Assume Cache Fresh Mode

uga = ll.Country('Uganda', assume_cache_fresh=True)

With v0.7.0 in place, assume_cache_fresh=True is mostly redundant with the default behavior. It remains useful as a stricter bypass that skips even the LSMS_NO_CACHE check.

What assume_cache_fresh=True does not skip: _finalize_result. Kinship expansion, canonical spelling normalization, dtype coercion, and the _join_v_from_sample augmentation all still apply on read. The returned DataFrame is not byte-identical to the on-disk parquet — the parquet is closer to the raw source data, and _finalize_result is the harmonization layer applied at every read.

Do not use assume_cache_fresh=True after editing source data or a wave's configuration unless you have cleared the affected caches first — you will silently get stale results.

Deprecated: trust_cache=True is a legacy alias for assume_cache_fresh=True. It still works but emits a DeprecationWarning and will be removed in v0.8.0.

Managing Cache

Use the CLI to inspect or clear cached parquets:

# List cached datasets
lsms-library cache list --country Uganda

# Remove a specific cache
lsms-library cache clear --country Uganda --method shocks

# Dry-run removal for everything
lsms-library cache clear --all --dry-run

When contributing changes to a wave's data_info.yml or _/{table}.py, clear the affected country's cache before rebuilding so the next call actually reads your new source data rather than an older cached parquet. lsms-library cache clear evicts both L2-country and L2-wave; the L1 blob cache stays populated either way, so the rebuild won't re-fetch from S3.

To clear the L1 blob cache too (rarely needed):

rm -rf ~/.local/share/lsms_library/dvc-cache/

Adding new data files

Two workflows for getting new survey data into the library, both of which write .dta (or other source) files into a Data/ directory under the package tree as a transient step:

  1. Manual (per CONTRIBUTING.org). Download the source files, place them in the appropriate lsms_library/countries/{Country}/{wave}/Data/ directory, and run dvc add to generate the .dvc sidecar. Then dvc push to upload the blob to the S3 remote.
  2. Automated via the World Bank Microdata API. The data_access.get_data_file() fallback in local_tools.py can download missing files from the World Bank Microdata Library (requires MICRODATA_API_KEY) and add them to DVC for you.

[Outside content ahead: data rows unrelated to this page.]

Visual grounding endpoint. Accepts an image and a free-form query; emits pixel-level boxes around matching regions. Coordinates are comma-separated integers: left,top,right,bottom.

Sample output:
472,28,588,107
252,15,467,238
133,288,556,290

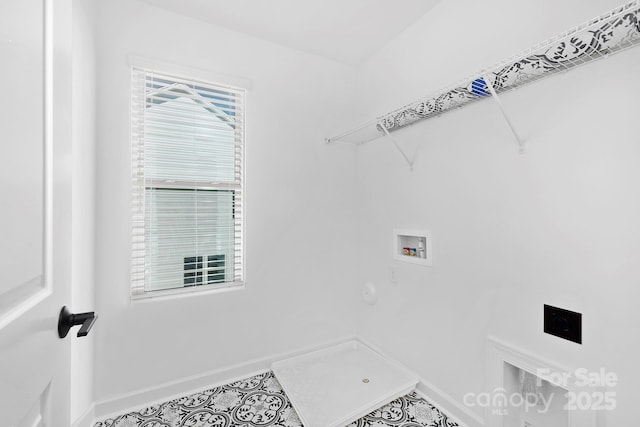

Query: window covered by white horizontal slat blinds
131,68,244,297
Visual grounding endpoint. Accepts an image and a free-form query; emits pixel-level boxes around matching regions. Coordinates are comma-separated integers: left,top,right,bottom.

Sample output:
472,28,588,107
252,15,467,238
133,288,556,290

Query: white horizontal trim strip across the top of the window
127,53,251,90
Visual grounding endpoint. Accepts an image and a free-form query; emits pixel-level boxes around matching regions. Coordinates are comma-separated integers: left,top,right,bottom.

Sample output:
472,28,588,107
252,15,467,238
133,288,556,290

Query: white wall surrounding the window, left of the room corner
95,0,355,410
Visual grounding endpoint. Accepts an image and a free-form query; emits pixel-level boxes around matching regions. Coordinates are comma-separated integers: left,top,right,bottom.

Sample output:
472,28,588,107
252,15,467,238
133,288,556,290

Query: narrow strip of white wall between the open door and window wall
69,0,100,421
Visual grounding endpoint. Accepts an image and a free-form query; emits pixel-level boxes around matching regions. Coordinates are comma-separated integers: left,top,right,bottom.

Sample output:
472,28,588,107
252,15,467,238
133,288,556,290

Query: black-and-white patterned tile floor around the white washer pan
94,372,458,427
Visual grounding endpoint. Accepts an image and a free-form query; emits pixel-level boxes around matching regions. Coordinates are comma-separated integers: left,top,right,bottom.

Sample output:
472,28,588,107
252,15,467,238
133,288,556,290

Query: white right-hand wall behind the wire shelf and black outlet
357,0,640,426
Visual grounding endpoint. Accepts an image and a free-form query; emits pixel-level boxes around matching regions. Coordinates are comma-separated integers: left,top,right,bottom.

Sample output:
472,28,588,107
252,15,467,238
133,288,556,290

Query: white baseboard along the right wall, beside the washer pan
357,338,484,427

In both cases the new file lives temporarily in the workspace. Once the .dvc sidecar exists, remove the workspace copy — the file is now in the L1 cache and local_file() will refuse to read the workspace copy on subsequent calls (with the cleanup warning). Removing it keeps the package tree clean and consistent with the architectural rule above.

# After dvc add succeeds:
rm lsms_library/countries/Niger/2024-25/Data/new_section.dta
# The blob is in ~/.local/share/lsms_library/dvc-cache/...
# and DVC.open will serve it from there.

Build Backends

The library supports several build paths; which one runs depends on the country and environment:

Backend When Used Description
Python aggregator Default for all countries Reads wave-level data_info.yml and builds in memory; the L2-country parquet is written and read across sessions via the v0.7.0 top read, and each wave's intermediate is cached as L2-wave
DVC stage layer The 7 countries with a populated dvc.yaml (Uganda, Senegal, Malawi, Togo, Kazakhstan, Serbia, GhanaLSS) DVC hashes stage deps and reads cache when clean. Note: on hosts where python3 resolves to Python < 3.9 (e.g. Savio login nodes with Python 3.6.8), stage.reproduce() fails with ModuleNotFoundError and the library silently falls back to the Python aggregator path
Make / script When data_scheme.yml marks a table materialize: make Per-country/wave Makefiles and standalone Python scripts; the only choice for tables that cannot be expressed purely in YAML (post-planting/post-harvest dual rounds, multi-wave source files, etc.). These also write L2-wave parquets via to_parquet()
# Force the Python aggregator path (bypasses the DVC stage layer for
# the 7 stage-configured countries; mostly useful for debugging stage
# resolution issues)
export LSMS_BUILD_BACKEND=make

Note that LSMS_BUILD_BACKEND=make dispatches _aggregate_wave_data directly to load_from_waves (country.py:1830), bypassing both the DVC stage layer and both L2 parquet tiers. L1 is still used to serve raw blobs. Use only when actively debugging.

Build Parallelism

Make-based builds default to half of available CPU cores. Override with:

export LSMS_MAKE_JOBS=4